The film tries to evoke the same feeling in us that A.R.Murugadoss' Ghajini so deftly managed to. It slowly and very obviously leads the romance squarely into the unrequited territory before showering a good dose of fatality on the lovers. The love story is very unimaginative and I didn't root for them the way I did for, say, Manohar and Kalpana in Ghajini. But there's something earnest about its mediocrity that had me grinning throughout.
Inside Ainthu Ainthu Ainthu is a very good movie just jostling to break free. I know how songs are useless in most of our movies, but they are particularly unnecessary in this film. Except for that one song which looked like a compilation of a handful of Vine videos, the film should have avoided the rest. There are moments where the direction is really bad. Instead of making us understand a character's thoughts, Sasi simply has them mouth what's running through their head or makes us listen to their mind-voice. This is the kind of ineptitude which is unacceptable even for those mega-serials on Tamil channels.
A few minutes into the film, I smugly told myself how I expected it to end; my predictions couldn't have been more wrong. That's the one thing about Ainthu Ainthu Ainthu that I love: it always kept me puzzled about the happenings and continuously piled mounds of absurd as it moved forward. The kind of epic backstory and sentimentality it lends its antagonist is sheer rip-roaring awesomeness. The non-linear screenplay is a huge plus in making the film interesting. Also, the hero doesn't simply sport a tiny band-aid to show for his major accident.. he has deep scars running the lengths of his face. How often do we see that?
After misguidedly wasting a good many years trying to score big by playing aruva-wielding characters in films like Pazhani, Seval and Thiruthani, Bharath appears to have finally reassessed his priorities as an actor. In Ainthu Ainthu Ainthu, he has evidently worked very hard and for the first time he looks convincing enough to beat dozens of people. Heck, he looks like a mountain of raw meat. Sure, he is lacking in scenes which could use more subtlety but he carries the movie on his dangerously broad, ripped shoulders.
One of the film's strikingly prominent elements is how utterly naive the character of Liyana can be. She is stoopid (with the double o's, yes) enough to believe Aravinth possesses some special power that lets him learn very personal things about her life. In reality, he is, of course, stalking her like a creep. I think we all agree that no other film industry writes ingenue female characters like Kollywood. On a scale of toddler to a fully formed intelligent adult, our women often unfortunately fall within the range of Anjali papa and Genelia D'Souza in Santosh Subramaniam. But with a mental age dwindling between 6 and 12, Liyana threatens to change these parameters forever. The director himself acknowledges this ridiculous characterization and has Santhanam make a quip about it -- who says exactly what everyone in the auditorium was thinking. My question is.. why is it always the female character who gets portrayed as a complete idiot?

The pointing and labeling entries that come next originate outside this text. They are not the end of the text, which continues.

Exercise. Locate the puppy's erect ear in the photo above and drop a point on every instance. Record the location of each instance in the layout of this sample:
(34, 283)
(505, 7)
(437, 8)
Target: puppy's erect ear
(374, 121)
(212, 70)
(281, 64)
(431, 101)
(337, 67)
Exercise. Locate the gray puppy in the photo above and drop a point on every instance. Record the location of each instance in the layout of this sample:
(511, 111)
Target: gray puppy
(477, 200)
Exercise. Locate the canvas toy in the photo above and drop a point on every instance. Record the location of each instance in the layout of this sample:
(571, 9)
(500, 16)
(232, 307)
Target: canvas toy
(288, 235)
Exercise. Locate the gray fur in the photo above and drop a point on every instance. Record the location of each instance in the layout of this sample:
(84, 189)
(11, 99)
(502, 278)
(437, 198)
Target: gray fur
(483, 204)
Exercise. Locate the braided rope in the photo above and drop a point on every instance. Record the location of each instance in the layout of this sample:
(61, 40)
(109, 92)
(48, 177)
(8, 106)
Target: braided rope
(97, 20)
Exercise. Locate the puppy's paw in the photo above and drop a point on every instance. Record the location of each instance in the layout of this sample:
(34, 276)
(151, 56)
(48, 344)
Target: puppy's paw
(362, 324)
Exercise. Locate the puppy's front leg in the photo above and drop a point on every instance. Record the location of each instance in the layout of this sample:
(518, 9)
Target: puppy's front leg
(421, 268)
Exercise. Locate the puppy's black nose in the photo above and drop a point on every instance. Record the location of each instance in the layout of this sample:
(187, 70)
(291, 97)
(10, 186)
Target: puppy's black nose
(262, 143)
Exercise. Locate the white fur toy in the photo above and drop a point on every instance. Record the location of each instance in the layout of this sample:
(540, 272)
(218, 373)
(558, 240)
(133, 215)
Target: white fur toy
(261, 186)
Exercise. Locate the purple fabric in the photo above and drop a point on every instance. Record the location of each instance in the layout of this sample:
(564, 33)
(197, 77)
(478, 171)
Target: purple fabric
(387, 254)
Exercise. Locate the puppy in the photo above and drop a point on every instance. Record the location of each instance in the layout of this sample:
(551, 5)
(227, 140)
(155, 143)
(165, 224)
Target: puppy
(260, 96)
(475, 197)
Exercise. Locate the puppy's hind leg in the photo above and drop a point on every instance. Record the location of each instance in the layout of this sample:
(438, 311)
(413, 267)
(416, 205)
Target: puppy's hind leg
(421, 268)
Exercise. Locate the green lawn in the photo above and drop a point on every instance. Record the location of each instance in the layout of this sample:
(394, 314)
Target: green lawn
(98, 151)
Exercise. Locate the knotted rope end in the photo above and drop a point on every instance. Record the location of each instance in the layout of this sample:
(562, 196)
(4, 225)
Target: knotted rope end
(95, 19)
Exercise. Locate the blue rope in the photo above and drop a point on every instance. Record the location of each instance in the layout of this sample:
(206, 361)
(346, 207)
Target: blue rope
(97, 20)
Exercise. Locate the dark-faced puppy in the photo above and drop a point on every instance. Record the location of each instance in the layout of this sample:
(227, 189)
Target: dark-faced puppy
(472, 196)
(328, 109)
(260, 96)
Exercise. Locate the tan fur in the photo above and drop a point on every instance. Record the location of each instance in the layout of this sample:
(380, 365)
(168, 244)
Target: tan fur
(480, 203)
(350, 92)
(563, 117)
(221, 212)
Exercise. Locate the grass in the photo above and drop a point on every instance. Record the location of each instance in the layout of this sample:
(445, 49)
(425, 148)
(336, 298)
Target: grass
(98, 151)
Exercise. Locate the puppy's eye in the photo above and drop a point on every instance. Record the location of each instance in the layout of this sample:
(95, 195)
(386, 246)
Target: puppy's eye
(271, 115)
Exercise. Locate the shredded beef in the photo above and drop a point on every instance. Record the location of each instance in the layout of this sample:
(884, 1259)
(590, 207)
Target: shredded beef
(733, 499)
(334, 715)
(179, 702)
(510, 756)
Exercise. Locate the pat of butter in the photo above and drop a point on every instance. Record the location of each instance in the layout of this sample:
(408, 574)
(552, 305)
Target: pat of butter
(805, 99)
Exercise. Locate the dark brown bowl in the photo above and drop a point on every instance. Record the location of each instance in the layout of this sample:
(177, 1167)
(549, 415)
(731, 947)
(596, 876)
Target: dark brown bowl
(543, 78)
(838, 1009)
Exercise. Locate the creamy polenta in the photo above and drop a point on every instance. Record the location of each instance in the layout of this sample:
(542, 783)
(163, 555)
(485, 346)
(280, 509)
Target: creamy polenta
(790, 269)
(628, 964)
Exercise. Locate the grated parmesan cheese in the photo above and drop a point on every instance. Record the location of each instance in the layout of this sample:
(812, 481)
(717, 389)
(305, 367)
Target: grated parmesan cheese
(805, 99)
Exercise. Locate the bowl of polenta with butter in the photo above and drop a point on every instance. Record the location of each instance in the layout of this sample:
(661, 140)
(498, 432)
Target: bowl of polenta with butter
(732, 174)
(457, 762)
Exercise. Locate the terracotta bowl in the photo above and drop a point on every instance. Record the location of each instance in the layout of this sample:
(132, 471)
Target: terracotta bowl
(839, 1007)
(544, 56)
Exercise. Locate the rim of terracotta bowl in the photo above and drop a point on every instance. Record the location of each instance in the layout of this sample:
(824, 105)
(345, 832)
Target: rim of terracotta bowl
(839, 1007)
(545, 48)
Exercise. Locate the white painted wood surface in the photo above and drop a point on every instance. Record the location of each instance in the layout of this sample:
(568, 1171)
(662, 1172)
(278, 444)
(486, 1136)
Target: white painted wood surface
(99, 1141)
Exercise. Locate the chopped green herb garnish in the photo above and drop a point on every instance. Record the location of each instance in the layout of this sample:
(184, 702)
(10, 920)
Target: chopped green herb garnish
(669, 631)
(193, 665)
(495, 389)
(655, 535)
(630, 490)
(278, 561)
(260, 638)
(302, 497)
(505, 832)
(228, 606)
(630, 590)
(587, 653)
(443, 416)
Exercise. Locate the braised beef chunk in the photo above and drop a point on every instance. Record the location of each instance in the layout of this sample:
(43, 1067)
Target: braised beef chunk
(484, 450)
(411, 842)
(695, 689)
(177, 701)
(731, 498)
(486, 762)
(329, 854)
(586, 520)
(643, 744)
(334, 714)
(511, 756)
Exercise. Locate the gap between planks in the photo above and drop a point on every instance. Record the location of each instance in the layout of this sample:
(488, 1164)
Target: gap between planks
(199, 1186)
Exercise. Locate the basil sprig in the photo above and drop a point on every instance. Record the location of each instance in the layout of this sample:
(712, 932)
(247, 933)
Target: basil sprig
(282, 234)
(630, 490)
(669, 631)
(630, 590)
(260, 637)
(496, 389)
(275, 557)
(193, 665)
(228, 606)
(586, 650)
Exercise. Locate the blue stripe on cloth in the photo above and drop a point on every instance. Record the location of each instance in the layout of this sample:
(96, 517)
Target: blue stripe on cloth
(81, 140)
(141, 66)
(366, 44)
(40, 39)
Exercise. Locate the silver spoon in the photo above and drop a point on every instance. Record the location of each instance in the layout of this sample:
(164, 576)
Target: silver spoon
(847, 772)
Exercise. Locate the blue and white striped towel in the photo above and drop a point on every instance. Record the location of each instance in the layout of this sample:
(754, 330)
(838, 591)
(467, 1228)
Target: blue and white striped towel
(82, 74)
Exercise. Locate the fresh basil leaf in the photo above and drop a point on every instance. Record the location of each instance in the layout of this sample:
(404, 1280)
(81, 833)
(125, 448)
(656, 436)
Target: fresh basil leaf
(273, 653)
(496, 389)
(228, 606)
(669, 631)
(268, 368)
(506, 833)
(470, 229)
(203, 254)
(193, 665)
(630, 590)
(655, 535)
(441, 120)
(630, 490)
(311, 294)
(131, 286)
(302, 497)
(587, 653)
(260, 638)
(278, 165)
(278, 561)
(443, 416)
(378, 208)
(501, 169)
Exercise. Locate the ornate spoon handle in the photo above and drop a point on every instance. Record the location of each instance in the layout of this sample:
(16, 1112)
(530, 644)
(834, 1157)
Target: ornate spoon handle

As the end credits started rolling, a sympathy-porn montage was shown featuring all the strenuous activities the film's crew performed. For the last time, you just don't do that. It is like performing a magic show and then revealing all the tricks at the end of the show. Also, it is plain pathetic.
Ainthu Ainthu Ainthu is a desi-version of Shutter Island dunked in judicious amount of garam masala. It is logically stunted and I cannot promise you a good time, but I sure did have a lot of fun.